The Fed is aiming to get inflation back down to its target of 2% a year, but even the central bank thinks it could take a few years to achieve its goal.
Could inflation fall even more rapidly than that? A very small but growing number of Wall Street DJIA, -1.19% SPX, -1.10% economists think it’s possible.
They point to easing global supply-chain disruptions that contributed heavily in 2021 to the worst inflation outbreak in decades. As supplies move more freely, price growth has slowed.
Higher interest rates are also doing their part to slow the economy, they point out, most notably in rate sensitive areas such as housing. Home sales and construction have slumped due to high mortgage rates.
The sudden collapse of California’s Silicon Valley Bank, for its part, could lead to a credit crunch of sorts in which U.S. financial institutions cut back on lending to safeguard their own interests. Less lending typically slows demand and eases the upward pressure on prices.
The signs of slower inflation are most evident in U.S. wholesale prices. Changes in wholesale costs tend to be foreshadow changes in consumer inflation, as the accompanying chart shows.
The so-called producer price index peaked at a yearly rate of 11.7% last summer and has slowed rapidly since then. Wholesale costs fell in February for the second time in three months to drag the yearly increase down 4.6%.
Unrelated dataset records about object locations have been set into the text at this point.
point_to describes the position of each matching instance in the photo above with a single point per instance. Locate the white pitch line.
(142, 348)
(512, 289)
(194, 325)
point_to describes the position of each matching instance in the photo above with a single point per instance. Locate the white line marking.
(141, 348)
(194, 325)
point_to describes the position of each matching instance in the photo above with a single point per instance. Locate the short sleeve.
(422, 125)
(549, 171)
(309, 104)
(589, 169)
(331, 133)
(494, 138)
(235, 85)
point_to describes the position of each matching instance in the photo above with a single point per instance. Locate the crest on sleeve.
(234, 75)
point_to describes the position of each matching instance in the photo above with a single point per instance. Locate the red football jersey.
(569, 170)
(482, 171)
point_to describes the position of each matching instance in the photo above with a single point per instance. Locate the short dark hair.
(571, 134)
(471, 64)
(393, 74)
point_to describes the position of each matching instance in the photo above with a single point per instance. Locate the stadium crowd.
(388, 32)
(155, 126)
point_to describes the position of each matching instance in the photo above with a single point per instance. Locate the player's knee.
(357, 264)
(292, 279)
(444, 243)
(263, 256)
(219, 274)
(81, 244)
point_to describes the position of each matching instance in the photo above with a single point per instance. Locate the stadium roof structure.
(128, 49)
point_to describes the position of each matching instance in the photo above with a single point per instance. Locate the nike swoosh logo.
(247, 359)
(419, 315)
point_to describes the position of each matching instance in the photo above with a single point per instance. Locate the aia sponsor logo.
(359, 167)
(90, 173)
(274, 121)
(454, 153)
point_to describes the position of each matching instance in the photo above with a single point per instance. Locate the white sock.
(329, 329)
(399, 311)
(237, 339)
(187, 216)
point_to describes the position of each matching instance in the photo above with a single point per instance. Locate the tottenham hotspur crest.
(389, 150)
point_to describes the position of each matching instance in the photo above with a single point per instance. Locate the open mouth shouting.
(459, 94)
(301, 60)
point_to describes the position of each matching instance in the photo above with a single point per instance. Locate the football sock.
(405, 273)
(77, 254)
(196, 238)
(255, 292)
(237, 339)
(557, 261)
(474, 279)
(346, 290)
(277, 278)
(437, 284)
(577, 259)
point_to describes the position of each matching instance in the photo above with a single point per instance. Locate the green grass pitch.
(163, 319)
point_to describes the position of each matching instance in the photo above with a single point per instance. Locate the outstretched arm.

The last time wholesale inflation was that low was almost two years ago.
“The drop in producer prices in February should feed through to consumer prices over time and help lower consumer inflation in the months ahead,” said Scott Anderson, chief economist of Bank of the West
Even better, the cost of partly finished goods and raw materials are showing even more progress. Consumer prices are determined in large part by these costs.
Prices of partly finished goods have fallen in seven of the past eight months and they are up just 2.1% in the past year. These prices peaked at a whopping 26.6% annual rate about a year and a half ago.
The cost of raw materials have also fallen rapidly since last fall. Prices are down 11% in the past year.
Granted, a reversal in high oil prices since last summer have helped a great deal to ease inflation. But the runup in oil prices after the Russian invasion of Ukraine in early 2022 also played a big role in exacerbating inflation.
Lower oil prices have also spurred the reversal in the cost of imported goods, another release valve for U.S. inflation.
The anxiety over the U.S. financial system after the Silicon Valley Bank failure is another potential source of disinflation. As banks batten down the hatches and reduce lending, the decline in demand will also put downward pressure on prices.
“Even if the contagion doesn’t worsen, it will have an adverse impact on the real economy via a tightening in bank lending standards,” said Paul Ashworth of Capital Economics, one of the economists who thinks inflation is set to decline rapidly.